Mais ce n’était pas sa beauté que Mair avait à l’esprit. Enfant, Caris n’avait cessé d’exprimer des doutes. Novice, elle entamait des débats à tous les cours de théologie, tant et si bien qu’au bout d’une semaine, mère Cécilia avait été obligée de lui demander de se taire pendant les leçons. Alors, Caris s’était mise à enfreindre les règles de la vie conventuelle et opposer mille et un arguments chaque fois qu’elle faisait l’objet d’un rappel à l’ordre. Là encore, elle avait été priée de garder ses réflexions pour elle.

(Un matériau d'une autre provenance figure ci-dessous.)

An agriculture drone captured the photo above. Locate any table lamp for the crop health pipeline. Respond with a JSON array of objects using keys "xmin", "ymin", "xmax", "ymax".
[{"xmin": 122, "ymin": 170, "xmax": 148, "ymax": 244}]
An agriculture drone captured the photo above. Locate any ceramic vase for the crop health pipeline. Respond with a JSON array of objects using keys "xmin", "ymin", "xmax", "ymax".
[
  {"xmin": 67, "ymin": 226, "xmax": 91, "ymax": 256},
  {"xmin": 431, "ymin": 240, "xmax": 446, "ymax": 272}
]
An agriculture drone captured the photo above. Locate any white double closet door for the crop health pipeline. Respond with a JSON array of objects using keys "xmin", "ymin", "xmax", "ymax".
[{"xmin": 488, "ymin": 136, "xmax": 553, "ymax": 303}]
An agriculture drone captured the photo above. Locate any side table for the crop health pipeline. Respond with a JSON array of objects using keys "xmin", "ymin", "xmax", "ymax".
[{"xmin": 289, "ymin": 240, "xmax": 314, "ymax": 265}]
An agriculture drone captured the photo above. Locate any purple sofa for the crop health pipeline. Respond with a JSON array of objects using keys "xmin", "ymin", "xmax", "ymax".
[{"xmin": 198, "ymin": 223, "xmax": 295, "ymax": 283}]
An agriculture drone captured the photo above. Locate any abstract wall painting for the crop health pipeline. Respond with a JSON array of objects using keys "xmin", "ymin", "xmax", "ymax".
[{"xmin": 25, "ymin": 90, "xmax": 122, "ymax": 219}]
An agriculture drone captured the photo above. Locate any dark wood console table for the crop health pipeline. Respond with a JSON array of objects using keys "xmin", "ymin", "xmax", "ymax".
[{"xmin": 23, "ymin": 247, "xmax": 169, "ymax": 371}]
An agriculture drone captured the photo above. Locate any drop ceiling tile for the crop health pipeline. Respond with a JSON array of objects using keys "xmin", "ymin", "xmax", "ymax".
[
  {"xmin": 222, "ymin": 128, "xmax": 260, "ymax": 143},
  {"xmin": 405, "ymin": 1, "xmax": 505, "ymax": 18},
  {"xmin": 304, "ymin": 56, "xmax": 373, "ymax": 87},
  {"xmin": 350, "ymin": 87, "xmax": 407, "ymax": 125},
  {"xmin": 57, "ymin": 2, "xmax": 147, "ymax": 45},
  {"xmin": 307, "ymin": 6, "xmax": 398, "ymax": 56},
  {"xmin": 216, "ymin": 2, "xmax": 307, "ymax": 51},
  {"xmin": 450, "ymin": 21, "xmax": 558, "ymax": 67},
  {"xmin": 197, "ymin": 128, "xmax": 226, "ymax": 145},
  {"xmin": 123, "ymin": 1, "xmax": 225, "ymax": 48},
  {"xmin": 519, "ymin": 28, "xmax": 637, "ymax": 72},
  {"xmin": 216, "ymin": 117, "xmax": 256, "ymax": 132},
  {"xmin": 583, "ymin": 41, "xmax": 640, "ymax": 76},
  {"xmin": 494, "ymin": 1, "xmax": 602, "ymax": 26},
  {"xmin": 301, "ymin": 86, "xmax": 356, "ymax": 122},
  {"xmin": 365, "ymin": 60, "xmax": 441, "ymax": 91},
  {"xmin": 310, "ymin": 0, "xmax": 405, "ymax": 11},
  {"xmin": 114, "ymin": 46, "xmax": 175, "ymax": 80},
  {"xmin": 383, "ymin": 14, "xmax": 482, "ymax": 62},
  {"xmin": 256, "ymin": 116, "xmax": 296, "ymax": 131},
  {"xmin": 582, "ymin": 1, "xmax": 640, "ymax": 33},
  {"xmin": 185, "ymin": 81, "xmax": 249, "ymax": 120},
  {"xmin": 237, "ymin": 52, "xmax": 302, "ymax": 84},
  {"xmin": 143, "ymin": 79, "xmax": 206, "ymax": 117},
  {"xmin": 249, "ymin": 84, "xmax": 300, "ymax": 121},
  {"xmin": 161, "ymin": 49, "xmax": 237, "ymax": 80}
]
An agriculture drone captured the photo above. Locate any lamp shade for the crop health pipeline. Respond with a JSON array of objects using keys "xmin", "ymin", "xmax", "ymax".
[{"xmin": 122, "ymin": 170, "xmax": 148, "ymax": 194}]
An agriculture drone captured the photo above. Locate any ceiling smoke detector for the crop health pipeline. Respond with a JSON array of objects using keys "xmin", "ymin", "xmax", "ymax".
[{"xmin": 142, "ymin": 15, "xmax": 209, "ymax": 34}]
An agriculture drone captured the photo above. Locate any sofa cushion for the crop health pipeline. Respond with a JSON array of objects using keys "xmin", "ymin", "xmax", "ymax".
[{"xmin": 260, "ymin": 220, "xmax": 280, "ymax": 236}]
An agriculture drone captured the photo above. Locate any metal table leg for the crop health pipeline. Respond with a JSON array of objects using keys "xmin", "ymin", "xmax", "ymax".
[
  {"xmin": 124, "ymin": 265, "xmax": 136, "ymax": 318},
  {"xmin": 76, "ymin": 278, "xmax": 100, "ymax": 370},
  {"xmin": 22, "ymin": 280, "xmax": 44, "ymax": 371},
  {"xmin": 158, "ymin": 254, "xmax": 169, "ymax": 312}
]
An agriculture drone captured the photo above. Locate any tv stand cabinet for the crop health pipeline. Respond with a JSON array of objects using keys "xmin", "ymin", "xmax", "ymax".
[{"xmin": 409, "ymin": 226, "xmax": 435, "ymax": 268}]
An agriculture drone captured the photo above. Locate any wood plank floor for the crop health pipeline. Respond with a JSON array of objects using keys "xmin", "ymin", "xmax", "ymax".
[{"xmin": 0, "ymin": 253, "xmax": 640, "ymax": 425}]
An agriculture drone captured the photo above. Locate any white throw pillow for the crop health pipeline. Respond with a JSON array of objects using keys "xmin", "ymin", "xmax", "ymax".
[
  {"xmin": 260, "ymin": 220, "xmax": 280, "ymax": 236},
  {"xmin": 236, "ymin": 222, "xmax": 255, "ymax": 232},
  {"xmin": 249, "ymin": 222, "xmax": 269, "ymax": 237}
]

Mère Cécilia n’avait pas tardé à proposer à Caris un accord selon lequel elle était autorisée à ne pas assister aux services religieux lorsque son travail à l’hospice la retenait, à condition de ne plus se moquer de la discipline et de ne pas répandre autour d’elle ses idées subversives. Caris s’y était résolue de mauvais gré. L’arrangement s’était révélé sage et il fonctionnait jusqu’à ce jour, tout simplement parce que Caris passait la majeure partie de son temps à l’hospice et avait foi dans les tâches qu’elle y accomplissait. Elle sautait plus de la moitié des offices et ne se permettait plus que de rares critiques.
Sœur Mair sourit. « Vous êtes très jolie maintenant, dit-elle. Surtout quand vous riez. »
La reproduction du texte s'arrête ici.